As discussed in a previous post, venting is a two-way process that involves the person venting and the person hearing the vent. Healthy, positive venting is focused on how the person hearing the vent shows empathy, creates safety, and participates in active listening (Kurz, 2017; Bryant, 2009; Egan, 2007). Research has concluded that negative venting can lead to higher stress levels and other physical health concerns. Negative venting is not associated with the person venting but rather the active listener and his or her response (Bodie et al., 2015; Goldsmith, 2004).
Another way in which we can respond to a person venting is by using a technique called reframing. The goal of reframing is to offer a different perspective or a new way of thinking (Hackney & Cormier, 2013). Reframing looks beyond “the silver lining” and creates a new frame of reference. There is a 3 step process to reframing. The listener should:
1. Use active listening skills to learn about the situation and its details
2. Offer a different, more constructive view about thoughts, feelings, or behaviors
3. Allow the person to respond or react to the reframe
So how does this work? Let’s paint a hypothetical picture. Let’s say that your friend is frustrated about a recent argument with her mom. Your friend tells you that she decided to drop out of school because “it just wasn’t working for her.” Her mom was extremely upset about the decision. Your friend feels rejected and unloved. You might reframe by saying, “It sounds like your mom cares about you and your future.” You would then allow your friend to respond.
Have you ever seen a hamster run in a wheel? The animal runs and runs, around and around, but never actually goes anywhere. People do this when they cannot stop thinking about an issue, comment, event, etc. This is a psychological phenomenon called rumination. We become angry, disappointed, or frustrated and we talk about the thing that is upsetting. Venting is not always a negative action, but it can be unfruitful. Talking about an event repeatedly does not solve the problem. As a matter of fact, rumination can leave one stuck in the past, dwelling on what was and not on what’s to come.
So how do we handle this as a in a constructive, positive manner? The answer to this question is based on the type of relationship that we have with the person. Trust is a large component of the response. If the person venting trusts the active listener, pointing out the rumination can be a positive action. One might say, “It sounds like you can’t stop thinking about this. What are you hoping to gain from venting about it?” Granted that might sound a bit bold, but again, a response is rooted in relationship. If one does not have a deep relationship with the individual venting, the response should be different. One might say, “It sounds like you are very frustrated. What were you hoping would happen?” In the counseling profession, it is said “the relationship is the vehicle for change.” The depth of relationship will impact how one should respond.

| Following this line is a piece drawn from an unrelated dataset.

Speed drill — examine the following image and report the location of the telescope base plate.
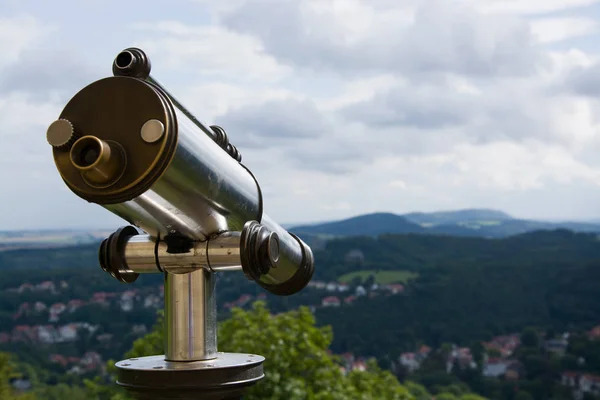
[115,353,265,400]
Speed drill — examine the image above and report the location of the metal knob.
[46,119,78,150]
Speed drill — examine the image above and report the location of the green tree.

It is important to note here too that certain personalities lend themselves to rumination and unhealthy venting. In this case, one needs to consider how s/he will invest in these relationships. The active listener exerts energy in determining how to respond to the person venting. It is appropriate to set boundaries in this area. Setting concrete times (e.g. 2-3PM) for conversation with a friend who needs to vent is an appropriate technique to protect one’s time and energy.
Healthy relationships, at any level, require effective communication skills. How to respond to a vent is a necessary skill for the workplace. As an active listener, one can use reframing to help individuals to take on a different perspective. Additionally, an active listener can help a person venting identify rumination and work towards “stopping the wheel.” The depth of the relationship and trust are keys in responding to a vent. Protecting one’s time and energy is an important skill for the active listener. Healthy communication is an art; one that must be practiced and observed.
Bodie, G.D., Vickery, A.J., Cannava, K., & Jones, S.M. (2015). The role of “active listening” in informal helping conversations: Impact on perceptions of listener helpfulness, sensitivity, and supportiveness and discloser emotional improvement. Western Journal of Communication, 79(2), 151-173.
Bryant, L. (2009). The art of active listening. Practice Nurse, 37(6), 49-52.
Egan, G. (2007). The skilled helper: A problem-management and opportunity development approach to helping. Belmont, CA: Thomas Higher Education.
Goldsmith, D.J. (2004). Communication social support. New York, NY: Cambridge University Press.
Hackney, H.L., & Cormier, S. (2013). The professional counselor: A process guide to helping. Upper Saddle River, NJ: Pearson Education, Inc.